As we move into our 40s our finances are naturally pulled in different directions by competing priorities.

During this period, we are probably nearing the peak of our earning powers, yet it’s also a time that our expenditure is at its heaviest:

  • Your mortgage is probably relatively large
  • You may want to move to a larger house, which requires additional borrowing
  • Your children may still be young, with the cost of childcare putting a strain on your finances
  • Of course, they may be getting older, which brings with it additional financial burdens
  • They might also be considering university or higher education and you want to provide financial assistance

So how do you reconcile planning for the future, which we all must do if we hope to retire, while meeting your day-to-day expenditure, and living the lifestyle you want?

“Our goals can only be reached through the vehicle of a plan in which we must fervently believe, and upon which we must vigorously act. There is no other route to success.” Pablo Picasso

How do we help?

Our job is to help you manage those competing priorities.

Where possible we will consider ways in which you can reduce your expenditure. We will also start planning for your future by understanding your goals and objectives for both you and your family.

That means, practically speaking, we will:

  • Consider your mortgage to understand whether it is currently arranged in the most appropriate, cost-effective way
  • Ensure your finances are robust enough to withstand a short-term financial shock
  • Make recommendations to ensure that your family’s financial security is not put at risk if you suffer a serious illness, or worse, die unexpectedly
  • Consider how your medium-term objectives in relation to your children, for example helping with the cost of university or getting on the housing ladder, can be met
  • Ensure that your savings and investments are held as tax efficiently as possible, in a way which matches the risk you need and are prepared to take
  • Help you understand your retirement objectives and the progress you have made to date.
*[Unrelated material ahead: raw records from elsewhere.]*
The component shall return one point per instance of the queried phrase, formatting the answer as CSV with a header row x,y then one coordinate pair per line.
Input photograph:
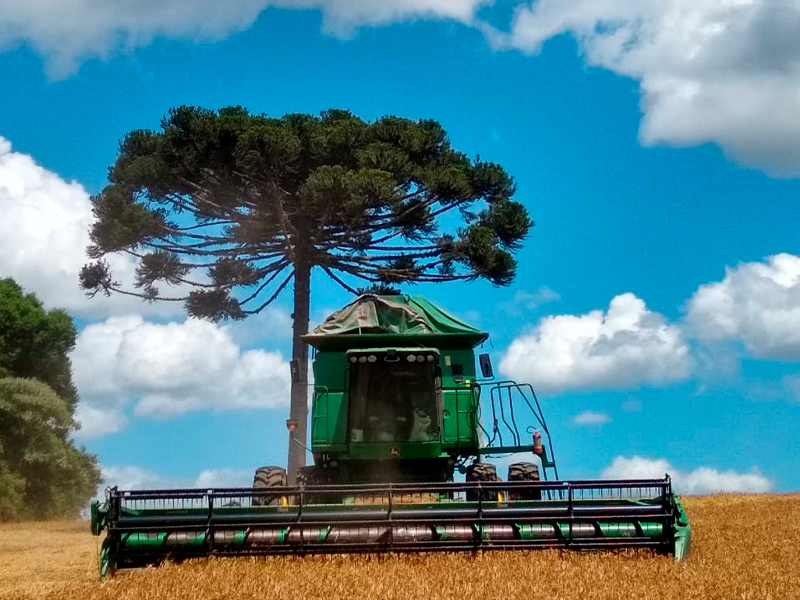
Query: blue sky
x,y
657,302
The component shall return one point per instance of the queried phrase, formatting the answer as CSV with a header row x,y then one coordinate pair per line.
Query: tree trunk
x,y
298,410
We’ll then make recommendations to bridge any shortfall, while making sure you are taking advantage of every possible option available to help you meet your retirement objectives
  • Discuss the benefits of making a will and explain how this will ensure your wishes are carried out, especially in relation to your children, should you die while they are still dependent

You may not have worked with a financial adviser or planner before, but the evidence shows that the sooner you start, the better prepared you will be for the future*.  The Value of Advice report by Unbiased found that those who took advice on pension saving earlier in their careers saved an average £34,300 more than those who took no advice.

The Financial Conduct Authority does not regulate tax planning or will writing. Your home may be repossessed if you do not keep up repayments on your mortgage or other loans secured on it.